Увидев вещмешок и особенно сапоги, на которых даже издали ощущалась пыль дальних странствий, Федя затосковал. Он понял, что путешественник направляется к нему.
А мужчина с вещмешком не торопился уйти с солнцепека. На него сослепу налетела окончательно раскисшая, киселеобразная дамочка с продуктовой сумкой в руке. Бородатый отскочил, извиняясь, а затем сказал дамочке нечто до такой, видимо, степени галантное, что она тотчас подобралась, оформилась во всех своих частях, гордо закинула голову, заулыбалась и дальше двинула такой ладной походочкой, что поглядеть любо-дорого. Мужчина коротко пообщался с хозяйкой ларька «Мороженое», она некоторое время смотрела ему вслед, потом, повинуясь неясному инстинкту, порывисто встала и протерла тряпочкой переднюю стенку своего прозрачного убежища.
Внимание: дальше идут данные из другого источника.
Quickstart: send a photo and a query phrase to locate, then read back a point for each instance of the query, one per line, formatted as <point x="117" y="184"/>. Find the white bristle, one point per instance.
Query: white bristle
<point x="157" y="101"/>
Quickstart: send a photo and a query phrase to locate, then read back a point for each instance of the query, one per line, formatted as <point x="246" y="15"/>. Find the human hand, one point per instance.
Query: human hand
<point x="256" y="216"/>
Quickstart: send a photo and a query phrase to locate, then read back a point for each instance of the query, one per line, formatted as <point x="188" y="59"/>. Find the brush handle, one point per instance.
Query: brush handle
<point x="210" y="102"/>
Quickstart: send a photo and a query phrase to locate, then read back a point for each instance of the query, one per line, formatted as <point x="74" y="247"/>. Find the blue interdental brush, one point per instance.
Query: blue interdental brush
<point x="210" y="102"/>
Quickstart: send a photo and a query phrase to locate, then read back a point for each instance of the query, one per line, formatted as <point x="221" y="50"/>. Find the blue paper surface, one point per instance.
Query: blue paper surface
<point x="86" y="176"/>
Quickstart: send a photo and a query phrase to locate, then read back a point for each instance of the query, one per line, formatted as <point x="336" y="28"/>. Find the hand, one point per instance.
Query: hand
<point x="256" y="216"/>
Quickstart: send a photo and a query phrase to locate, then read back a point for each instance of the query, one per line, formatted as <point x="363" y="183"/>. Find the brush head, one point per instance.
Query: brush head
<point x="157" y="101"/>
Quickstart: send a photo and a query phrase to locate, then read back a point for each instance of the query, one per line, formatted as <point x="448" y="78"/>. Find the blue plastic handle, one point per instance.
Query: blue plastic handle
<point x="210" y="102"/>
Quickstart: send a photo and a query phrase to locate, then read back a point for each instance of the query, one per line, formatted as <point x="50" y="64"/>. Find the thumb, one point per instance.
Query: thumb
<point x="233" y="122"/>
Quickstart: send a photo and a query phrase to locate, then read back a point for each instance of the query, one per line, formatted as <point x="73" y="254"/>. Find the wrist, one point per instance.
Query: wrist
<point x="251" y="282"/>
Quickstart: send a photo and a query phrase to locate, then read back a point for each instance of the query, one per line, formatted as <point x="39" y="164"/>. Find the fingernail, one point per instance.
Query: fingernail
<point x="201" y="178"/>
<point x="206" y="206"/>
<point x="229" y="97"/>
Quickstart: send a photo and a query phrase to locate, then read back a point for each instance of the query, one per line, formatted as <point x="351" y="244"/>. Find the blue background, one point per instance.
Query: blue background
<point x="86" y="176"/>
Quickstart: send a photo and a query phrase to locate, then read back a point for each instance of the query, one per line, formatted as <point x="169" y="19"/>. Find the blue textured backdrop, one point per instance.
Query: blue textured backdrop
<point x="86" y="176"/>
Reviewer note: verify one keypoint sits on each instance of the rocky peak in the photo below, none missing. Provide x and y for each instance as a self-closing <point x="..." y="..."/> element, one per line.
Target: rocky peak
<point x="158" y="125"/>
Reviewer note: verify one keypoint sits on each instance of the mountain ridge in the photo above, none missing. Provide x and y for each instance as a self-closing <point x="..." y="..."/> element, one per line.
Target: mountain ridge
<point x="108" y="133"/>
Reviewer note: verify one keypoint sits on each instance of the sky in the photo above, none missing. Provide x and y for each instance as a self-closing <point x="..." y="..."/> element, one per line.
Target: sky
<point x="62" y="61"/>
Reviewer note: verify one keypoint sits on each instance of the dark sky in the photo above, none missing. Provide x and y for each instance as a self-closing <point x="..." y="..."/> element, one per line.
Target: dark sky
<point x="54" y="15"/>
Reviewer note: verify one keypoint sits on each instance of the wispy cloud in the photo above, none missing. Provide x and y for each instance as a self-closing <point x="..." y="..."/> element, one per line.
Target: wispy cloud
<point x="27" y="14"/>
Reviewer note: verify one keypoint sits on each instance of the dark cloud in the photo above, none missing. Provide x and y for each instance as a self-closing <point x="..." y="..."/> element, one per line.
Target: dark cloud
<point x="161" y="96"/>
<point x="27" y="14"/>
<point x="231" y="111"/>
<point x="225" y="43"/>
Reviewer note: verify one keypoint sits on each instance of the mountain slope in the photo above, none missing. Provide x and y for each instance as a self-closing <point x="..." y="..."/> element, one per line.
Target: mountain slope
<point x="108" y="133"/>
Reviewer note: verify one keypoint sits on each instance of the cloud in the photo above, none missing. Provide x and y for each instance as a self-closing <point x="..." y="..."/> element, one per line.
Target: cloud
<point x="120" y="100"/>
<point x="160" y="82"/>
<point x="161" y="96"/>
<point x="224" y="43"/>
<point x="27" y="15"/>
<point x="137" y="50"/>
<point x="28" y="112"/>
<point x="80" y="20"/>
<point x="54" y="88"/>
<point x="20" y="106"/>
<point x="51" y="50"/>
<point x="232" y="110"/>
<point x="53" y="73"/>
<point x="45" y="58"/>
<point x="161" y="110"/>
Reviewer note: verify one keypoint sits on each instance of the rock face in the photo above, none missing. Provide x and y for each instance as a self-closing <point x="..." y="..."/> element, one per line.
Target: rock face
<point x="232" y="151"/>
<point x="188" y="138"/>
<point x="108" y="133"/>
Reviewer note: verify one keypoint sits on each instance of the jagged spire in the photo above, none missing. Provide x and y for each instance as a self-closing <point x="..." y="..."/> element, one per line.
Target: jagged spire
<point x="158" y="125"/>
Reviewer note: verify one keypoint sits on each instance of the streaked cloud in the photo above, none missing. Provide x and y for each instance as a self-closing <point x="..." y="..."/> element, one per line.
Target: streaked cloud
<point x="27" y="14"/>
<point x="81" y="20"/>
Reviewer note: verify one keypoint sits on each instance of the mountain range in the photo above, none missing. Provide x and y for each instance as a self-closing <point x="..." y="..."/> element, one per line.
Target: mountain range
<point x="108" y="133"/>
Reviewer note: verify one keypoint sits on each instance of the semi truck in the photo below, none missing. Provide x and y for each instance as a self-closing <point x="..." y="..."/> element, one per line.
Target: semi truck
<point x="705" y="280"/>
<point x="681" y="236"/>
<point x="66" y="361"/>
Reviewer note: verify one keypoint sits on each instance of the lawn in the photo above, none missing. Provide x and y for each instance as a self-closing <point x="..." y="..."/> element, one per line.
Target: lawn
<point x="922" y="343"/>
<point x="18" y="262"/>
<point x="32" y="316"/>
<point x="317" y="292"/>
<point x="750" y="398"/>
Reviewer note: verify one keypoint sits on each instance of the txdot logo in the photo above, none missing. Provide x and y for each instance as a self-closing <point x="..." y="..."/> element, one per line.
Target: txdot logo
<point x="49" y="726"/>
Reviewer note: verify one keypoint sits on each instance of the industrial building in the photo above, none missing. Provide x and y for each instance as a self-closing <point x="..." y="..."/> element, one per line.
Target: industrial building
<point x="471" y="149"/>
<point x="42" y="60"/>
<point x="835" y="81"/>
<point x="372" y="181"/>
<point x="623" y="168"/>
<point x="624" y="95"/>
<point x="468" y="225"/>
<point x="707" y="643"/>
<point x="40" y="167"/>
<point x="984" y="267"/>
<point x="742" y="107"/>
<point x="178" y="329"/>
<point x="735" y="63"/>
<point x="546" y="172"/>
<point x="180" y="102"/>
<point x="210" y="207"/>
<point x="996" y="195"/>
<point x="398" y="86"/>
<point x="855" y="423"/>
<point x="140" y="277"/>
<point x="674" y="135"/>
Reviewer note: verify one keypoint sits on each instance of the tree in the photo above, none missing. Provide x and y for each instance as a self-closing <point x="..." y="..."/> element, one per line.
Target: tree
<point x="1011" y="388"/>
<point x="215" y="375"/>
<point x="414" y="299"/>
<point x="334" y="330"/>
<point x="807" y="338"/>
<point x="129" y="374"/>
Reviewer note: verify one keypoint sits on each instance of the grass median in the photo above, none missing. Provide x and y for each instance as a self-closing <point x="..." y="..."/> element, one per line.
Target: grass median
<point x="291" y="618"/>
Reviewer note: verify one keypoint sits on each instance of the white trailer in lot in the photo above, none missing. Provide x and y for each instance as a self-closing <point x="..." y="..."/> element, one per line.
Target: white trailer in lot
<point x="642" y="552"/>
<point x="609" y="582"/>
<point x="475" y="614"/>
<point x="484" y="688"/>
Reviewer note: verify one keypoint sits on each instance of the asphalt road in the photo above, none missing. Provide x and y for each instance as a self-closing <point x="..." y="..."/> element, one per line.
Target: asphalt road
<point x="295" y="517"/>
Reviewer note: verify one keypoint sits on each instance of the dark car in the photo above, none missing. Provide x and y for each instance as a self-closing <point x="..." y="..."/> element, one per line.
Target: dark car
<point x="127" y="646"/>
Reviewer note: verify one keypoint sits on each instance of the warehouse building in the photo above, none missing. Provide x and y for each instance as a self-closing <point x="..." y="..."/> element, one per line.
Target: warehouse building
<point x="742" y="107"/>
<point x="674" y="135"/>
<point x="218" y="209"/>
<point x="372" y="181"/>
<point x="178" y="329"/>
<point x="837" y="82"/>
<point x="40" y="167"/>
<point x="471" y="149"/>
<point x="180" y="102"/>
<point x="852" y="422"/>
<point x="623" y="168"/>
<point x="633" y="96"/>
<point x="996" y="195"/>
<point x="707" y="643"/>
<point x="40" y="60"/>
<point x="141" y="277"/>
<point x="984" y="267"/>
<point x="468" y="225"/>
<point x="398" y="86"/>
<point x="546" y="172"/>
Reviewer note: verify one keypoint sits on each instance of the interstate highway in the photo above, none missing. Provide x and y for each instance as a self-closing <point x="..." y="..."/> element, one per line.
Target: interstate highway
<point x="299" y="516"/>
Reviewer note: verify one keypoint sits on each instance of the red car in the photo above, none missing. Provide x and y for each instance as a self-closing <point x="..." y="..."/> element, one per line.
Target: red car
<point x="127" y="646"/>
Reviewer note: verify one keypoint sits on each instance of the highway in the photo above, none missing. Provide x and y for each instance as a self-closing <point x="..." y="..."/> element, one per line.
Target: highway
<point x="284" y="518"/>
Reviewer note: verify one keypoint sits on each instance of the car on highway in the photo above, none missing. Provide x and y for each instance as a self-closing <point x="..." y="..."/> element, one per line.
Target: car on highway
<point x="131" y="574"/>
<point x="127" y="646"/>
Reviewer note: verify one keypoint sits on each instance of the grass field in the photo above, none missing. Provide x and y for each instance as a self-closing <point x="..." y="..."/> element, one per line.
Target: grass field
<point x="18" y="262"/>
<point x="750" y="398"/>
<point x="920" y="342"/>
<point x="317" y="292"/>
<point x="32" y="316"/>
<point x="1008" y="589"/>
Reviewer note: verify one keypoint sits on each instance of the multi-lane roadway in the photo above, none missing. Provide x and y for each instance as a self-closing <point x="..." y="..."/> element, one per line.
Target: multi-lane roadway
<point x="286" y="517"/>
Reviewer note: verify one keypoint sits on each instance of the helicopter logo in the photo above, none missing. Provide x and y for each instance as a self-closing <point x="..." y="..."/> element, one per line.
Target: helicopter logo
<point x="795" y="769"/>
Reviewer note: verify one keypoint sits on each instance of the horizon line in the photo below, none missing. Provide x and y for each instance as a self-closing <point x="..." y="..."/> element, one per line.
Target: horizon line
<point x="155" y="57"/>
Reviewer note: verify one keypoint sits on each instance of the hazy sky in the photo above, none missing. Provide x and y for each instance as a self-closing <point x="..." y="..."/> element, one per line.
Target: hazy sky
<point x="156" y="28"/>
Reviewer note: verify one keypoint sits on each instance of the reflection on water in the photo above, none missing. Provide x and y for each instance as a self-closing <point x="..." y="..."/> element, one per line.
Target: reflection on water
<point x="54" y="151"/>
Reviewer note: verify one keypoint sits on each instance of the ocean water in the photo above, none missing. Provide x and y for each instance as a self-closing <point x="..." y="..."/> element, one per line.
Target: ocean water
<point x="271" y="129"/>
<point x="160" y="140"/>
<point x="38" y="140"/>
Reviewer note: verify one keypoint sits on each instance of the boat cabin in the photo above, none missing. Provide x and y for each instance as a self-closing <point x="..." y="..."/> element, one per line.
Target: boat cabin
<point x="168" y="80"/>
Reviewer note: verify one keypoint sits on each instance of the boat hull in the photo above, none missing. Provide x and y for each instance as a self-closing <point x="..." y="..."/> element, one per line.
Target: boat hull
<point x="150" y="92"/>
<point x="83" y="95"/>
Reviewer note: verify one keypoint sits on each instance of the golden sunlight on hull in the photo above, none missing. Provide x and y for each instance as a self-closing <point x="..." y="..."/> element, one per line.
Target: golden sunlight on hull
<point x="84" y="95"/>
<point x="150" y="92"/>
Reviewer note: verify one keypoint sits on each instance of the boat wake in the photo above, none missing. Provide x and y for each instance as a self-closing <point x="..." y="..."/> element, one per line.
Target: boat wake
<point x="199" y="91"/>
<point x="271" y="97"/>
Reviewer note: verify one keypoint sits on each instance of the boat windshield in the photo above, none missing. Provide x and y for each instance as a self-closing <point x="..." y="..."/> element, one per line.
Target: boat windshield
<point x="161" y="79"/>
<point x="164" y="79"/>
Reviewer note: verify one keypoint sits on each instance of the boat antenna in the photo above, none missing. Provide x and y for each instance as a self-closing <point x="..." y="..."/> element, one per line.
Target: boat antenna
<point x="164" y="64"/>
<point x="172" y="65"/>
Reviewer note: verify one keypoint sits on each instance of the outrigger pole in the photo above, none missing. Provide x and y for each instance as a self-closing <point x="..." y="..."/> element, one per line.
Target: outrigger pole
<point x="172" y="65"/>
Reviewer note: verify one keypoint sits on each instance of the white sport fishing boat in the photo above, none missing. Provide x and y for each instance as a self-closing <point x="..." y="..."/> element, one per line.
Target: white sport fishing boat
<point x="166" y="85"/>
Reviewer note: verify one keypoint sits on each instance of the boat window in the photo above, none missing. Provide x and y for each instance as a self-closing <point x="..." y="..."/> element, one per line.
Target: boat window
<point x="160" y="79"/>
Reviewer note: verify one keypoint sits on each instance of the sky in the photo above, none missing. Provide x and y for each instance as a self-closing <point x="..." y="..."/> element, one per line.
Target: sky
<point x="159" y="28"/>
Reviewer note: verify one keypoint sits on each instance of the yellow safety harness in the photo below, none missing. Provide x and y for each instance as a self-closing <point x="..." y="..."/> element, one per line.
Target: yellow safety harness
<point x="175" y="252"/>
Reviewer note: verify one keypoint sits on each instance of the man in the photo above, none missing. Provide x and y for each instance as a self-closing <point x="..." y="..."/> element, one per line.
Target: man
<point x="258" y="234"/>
Энергия исходила от незнакомца, ею заряжалось окружающее. Чудилось, будто в результате его жестов возникают новые структуры магнитных полей и гравитационные завихрения. Он прошел мимо окна, исчез из поля зрения Пряничкова, но через минуту Федя услышал в коридоре редакции тяжкий грохот сапожищ. Впрочем, бородатый предупреждал о своем приближении, воздействуя не только на слуховые рецепторы, но проявляясь, так сказать, и в обонятельном ряду. Заранее запахло сапогами, вещмешком, солью, пылью, солнцем, перцем, сосновой смолой и еще всяким таким, чего Пряничков и определить не мог.